Players that will be called up when rosters expand on Tuesday: Jose Mijares (RP), Bobby Korecky (RP), Philip Humber (SP), Matt Tolbert (IF), Matt Macri (3B), Jason Pridie (OF), and Ryan Jorgenson (C).

The Twins got the scoring started early, in the second inning with back-to-back doubles. Justin Morneau hit a liner off the left field wall and Jason Kubel followed with a drive to the gap in right-center to drive him in.

Also in that second inning, Denard Span got walked with the bases loaded for an RBI, and for what it’s worth I’m pretty positive that Carlos Gomez swung at would-be ball four with the bases loaded, when he popped out to the infield. Joe Mauer hit a very key two-run single that forced Oakland to make a move to their bullpen, knocking their starter out after just 1 and 2/3 innings.

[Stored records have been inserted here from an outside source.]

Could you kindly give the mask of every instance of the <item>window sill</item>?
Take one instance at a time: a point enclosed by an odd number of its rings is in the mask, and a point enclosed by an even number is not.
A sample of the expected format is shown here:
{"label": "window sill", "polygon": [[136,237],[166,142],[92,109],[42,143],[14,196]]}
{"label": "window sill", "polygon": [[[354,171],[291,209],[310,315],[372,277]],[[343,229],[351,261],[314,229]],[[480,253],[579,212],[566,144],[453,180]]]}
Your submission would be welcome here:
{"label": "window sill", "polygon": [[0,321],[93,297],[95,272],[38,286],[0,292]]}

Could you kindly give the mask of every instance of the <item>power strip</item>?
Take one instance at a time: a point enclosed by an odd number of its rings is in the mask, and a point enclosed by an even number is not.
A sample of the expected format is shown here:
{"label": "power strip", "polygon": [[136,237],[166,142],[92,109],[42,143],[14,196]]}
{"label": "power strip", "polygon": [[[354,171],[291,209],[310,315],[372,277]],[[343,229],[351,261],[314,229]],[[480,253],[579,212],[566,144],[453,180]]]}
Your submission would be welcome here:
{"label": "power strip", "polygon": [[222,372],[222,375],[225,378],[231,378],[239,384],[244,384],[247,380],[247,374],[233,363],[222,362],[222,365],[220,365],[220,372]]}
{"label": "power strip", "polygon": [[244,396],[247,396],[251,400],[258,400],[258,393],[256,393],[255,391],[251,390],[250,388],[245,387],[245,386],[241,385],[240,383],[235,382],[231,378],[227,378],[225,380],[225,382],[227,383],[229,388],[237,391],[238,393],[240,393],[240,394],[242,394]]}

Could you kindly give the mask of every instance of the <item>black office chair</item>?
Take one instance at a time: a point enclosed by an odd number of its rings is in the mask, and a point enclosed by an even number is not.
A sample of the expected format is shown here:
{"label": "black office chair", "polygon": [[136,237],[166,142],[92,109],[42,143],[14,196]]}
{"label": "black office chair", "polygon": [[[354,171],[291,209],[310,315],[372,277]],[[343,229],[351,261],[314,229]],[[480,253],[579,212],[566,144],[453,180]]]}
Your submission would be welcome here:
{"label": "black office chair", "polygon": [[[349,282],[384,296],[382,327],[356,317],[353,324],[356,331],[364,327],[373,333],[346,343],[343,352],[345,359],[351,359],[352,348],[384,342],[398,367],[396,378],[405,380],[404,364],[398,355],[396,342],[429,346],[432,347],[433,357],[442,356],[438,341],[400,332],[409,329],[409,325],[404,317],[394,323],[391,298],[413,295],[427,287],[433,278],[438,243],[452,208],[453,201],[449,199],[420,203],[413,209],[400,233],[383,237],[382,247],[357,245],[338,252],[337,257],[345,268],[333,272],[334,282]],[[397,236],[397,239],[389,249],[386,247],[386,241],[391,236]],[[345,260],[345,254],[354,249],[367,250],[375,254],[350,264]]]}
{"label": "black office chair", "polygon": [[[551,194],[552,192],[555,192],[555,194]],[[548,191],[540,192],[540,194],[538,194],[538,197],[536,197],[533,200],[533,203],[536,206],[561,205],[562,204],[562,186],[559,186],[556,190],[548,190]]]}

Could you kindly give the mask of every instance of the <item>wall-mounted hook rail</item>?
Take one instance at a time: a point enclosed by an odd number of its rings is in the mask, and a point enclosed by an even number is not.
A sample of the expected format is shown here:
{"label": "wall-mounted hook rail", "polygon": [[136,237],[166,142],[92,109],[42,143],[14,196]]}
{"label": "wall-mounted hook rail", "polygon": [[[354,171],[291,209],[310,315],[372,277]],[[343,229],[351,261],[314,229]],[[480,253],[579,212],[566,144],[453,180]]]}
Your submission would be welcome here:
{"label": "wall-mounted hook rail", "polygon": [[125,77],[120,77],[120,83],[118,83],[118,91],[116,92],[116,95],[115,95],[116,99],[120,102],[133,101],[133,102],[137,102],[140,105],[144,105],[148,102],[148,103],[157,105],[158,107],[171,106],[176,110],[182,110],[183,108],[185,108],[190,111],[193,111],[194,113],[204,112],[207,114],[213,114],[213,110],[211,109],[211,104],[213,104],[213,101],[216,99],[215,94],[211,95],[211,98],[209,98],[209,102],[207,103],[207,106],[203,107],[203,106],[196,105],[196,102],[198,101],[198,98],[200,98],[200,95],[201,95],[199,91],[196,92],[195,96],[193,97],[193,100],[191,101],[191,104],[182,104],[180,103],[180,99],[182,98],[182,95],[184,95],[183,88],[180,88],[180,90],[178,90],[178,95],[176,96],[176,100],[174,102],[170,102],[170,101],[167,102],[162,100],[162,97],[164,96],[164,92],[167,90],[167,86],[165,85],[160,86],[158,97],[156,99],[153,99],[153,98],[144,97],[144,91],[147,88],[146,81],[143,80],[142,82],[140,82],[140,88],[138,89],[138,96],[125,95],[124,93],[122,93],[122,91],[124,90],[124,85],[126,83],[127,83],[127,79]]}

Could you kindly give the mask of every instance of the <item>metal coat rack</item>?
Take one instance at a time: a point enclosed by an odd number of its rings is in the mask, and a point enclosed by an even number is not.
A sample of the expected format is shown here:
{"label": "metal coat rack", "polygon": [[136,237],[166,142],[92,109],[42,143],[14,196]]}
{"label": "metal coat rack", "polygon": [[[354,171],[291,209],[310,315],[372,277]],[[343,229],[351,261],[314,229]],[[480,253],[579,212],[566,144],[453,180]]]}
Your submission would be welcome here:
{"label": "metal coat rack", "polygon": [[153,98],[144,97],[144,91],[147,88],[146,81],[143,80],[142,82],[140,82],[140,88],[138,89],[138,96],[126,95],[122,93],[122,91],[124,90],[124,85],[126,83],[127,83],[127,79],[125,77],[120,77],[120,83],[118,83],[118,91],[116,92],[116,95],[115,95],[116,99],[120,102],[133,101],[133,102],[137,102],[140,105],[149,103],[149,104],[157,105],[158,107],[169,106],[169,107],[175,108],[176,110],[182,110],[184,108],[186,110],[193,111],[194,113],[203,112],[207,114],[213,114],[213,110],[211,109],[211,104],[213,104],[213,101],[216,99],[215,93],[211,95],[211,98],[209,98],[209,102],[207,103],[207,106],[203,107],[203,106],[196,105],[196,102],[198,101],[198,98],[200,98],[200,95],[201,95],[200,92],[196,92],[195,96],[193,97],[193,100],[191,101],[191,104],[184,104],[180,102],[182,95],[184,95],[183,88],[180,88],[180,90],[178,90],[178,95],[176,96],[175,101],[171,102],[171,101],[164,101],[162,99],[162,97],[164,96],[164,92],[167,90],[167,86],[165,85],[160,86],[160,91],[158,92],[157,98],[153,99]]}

Mauer would finish with a 5-for-6 night at the plate, scoring once and driving in four.

 

Kubel, Brendan Harris, Carlos Gomez, Alexi Casilla, and Morneau all had at least two hits. Morneau had four actually, two of them doubles, but he only drove in one. Casilla and Gomez each scored twice with one RBI and Harris had a run scored and an RBI.

 

Kevin Slowey pitched his heart out, allowing two runs through six innings of work. He allowed six hits and both of the runs came off a homer in the 4th inning. He struck out ten and walked one. I personally would’ve liked to see him go out for the 7th inning. He finished with 96 pitches but two of the outs he got in the 6th came via a strikeout, so I’m guessing he was still feeling pretty good.

 

Craig Breslow pitched amazing, not allowing a runner in the final three innings of the game. He struck out three and needed just 27 pitches en route to his first career save.

 

Tonight’s game is an “early” game, starting at 8:05 central time. Francisco Liriano will start for Minnesota. The key for Liriano will be to go deep into the game, something he hasn’t really been able to do since coming back to the team. Although by using just two pitchers yesterday, the bullpen should be plenty fresh.